Twitch Confirms the Breach Exposing Its Entire Operation Is Real

Twitch Confirms the Breach Exposing Its Entire Operation Is Real

It’s been a bad week for the internet. It seems every morning for the past few days, Australians have been waking up to the news of an outage, or just some really, really bad content from the platforms we use every day. Well today is no better. Overnight it was revealed that Twitch became the latest victim of a pretty nasty breach.

If you haven’t heard about this yet, take a seat. As first reported by VGC, an anonymous hacker has posted a 125GB torrent link containing, well, all of Twitch, including the source code for the Amazon-owned streaming platform and commit history going back to the start. The leak, posted on 4chan, also contains streamers’ incomes since 2019.

 

Twitch confirmed the breach on Twitter, where the post was drowned by screenshots upon screenshots of information contained in the breach.

A lot of what has been shared show creator payout reports since late 2019. If you’re interested, they have CriticalRole, xQC and Summit1g as being the biggest earners. But that shouldn’t be the only takeaway here.
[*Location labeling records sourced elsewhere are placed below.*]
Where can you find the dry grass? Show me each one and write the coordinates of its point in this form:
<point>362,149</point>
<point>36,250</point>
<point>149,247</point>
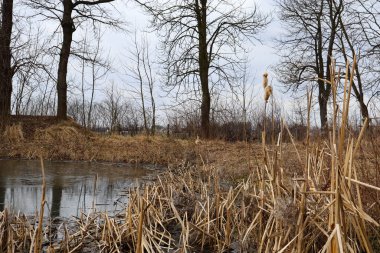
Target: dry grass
<point>13,134</point>
<point>313,201</point>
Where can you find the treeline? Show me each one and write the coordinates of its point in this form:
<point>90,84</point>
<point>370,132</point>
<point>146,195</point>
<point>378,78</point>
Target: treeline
<point>58,66</point>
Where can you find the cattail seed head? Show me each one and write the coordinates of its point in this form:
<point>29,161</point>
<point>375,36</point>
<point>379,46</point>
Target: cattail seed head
<point>268,93</point>
<point>265,80</point>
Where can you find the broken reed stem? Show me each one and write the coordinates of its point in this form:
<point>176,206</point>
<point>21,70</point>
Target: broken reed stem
<point>38,243</point>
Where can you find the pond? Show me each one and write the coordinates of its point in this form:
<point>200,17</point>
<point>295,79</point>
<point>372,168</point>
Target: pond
<point>71,187</point>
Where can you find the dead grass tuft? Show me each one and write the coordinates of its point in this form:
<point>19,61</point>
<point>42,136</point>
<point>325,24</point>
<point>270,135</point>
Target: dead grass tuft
<point>14,133</point>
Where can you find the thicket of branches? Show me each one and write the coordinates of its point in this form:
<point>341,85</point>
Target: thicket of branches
<point>59,65</point>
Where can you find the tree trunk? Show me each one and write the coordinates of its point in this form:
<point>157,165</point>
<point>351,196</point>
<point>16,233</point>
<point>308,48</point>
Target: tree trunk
<point>204,68</point>
<point>68,30</point>
<point>323,98</point>
<point>6,71</point>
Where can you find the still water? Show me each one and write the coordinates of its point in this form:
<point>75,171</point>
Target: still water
<point>70,186</point>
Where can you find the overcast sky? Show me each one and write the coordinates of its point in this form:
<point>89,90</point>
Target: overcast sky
<point>262,54</point>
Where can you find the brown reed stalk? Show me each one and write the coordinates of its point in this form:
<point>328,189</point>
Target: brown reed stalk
<point>38,243</point>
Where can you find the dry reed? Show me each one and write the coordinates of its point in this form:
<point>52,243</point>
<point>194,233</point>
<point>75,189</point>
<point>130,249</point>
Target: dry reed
<point>13,133</point>
<point>193,208</point>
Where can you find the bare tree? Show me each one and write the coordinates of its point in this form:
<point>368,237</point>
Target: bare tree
<point>308,45</point>
<point>6,71</point>
<point>71,13</point>
<point>140,69</point>
<point>201,40</point>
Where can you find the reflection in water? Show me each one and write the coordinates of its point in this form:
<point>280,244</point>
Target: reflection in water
<point>56,198</point>
<point>69,186</point>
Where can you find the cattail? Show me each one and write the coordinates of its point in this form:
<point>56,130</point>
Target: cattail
<point>268,92</point>
<point>265,80</point>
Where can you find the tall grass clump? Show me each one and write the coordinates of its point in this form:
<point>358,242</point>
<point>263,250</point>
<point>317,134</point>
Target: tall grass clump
<point>196,208</point>
<point>13,133</point>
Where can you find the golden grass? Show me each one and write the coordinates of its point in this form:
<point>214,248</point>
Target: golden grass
<point>13,133</point>
<point>254,202</point>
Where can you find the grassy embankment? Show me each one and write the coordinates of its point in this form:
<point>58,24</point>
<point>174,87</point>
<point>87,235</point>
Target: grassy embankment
<point>223,197</point>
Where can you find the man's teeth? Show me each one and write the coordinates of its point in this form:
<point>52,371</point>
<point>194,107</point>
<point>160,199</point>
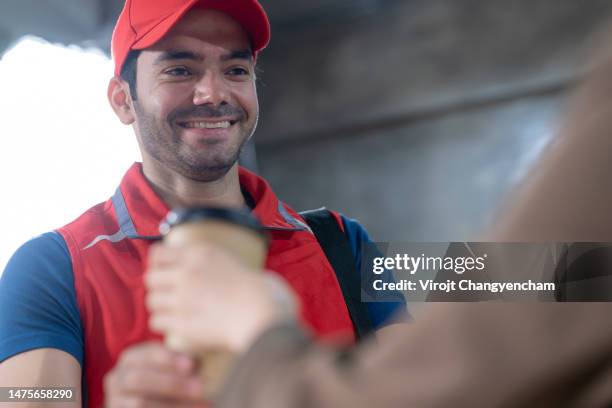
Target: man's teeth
<point>208,125</point>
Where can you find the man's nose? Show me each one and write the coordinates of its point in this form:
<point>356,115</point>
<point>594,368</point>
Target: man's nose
<point>210,89</point>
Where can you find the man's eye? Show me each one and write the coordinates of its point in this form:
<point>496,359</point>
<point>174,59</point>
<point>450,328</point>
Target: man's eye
<point>238,71</point>
<point>178,71</point>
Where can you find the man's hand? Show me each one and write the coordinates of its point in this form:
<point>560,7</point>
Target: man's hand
<point>207,298</point>
<point>150,375</point>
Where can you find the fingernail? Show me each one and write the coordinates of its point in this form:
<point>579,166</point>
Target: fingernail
<point>195,388</point>
<point>184,363</point>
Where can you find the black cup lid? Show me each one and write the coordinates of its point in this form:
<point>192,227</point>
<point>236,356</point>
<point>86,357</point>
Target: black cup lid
<point>179,216</point>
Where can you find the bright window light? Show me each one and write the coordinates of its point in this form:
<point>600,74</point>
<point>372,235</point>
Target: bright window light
<point>62,149</point>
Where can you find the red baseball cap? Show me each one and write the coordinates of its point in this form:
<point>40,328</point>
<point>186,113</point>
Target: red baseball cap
<point>144,22</point>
Folders containing troves of info of its user base and the entire Twitch operation have been breached.

The breach also includes mobile, desktop and console Twitch clients; proprietary SDKs and internal AWS services used by Twitch; every other property that Twitch owns, including IGDB and CurseForge; and, reportedly, an unreleased Steam competitor, codenamed Vapor, from Amazon Game Studios.

This all comes at a bad time for Twitch (not that there’s ever a good time to be breached), with the #DoBetterTwitch/#TwitchDoBetter hashtags at the forefront of efforts by users to demand a better service from the platform, including boycotts to demand action over hate raids.

The original link posted to 4chan on was accompanied by a message that read: “foster more disruption and competition in the online video streaming space” because “their community is a disgusting toxic cesspool”.  They also said “Jeff Bezos paid $US970 million (around $1.3 billion) for this, we’re giving it away FOR FREE”. The intention here is pretty clear.

We’ll update you with further information once we know anything more.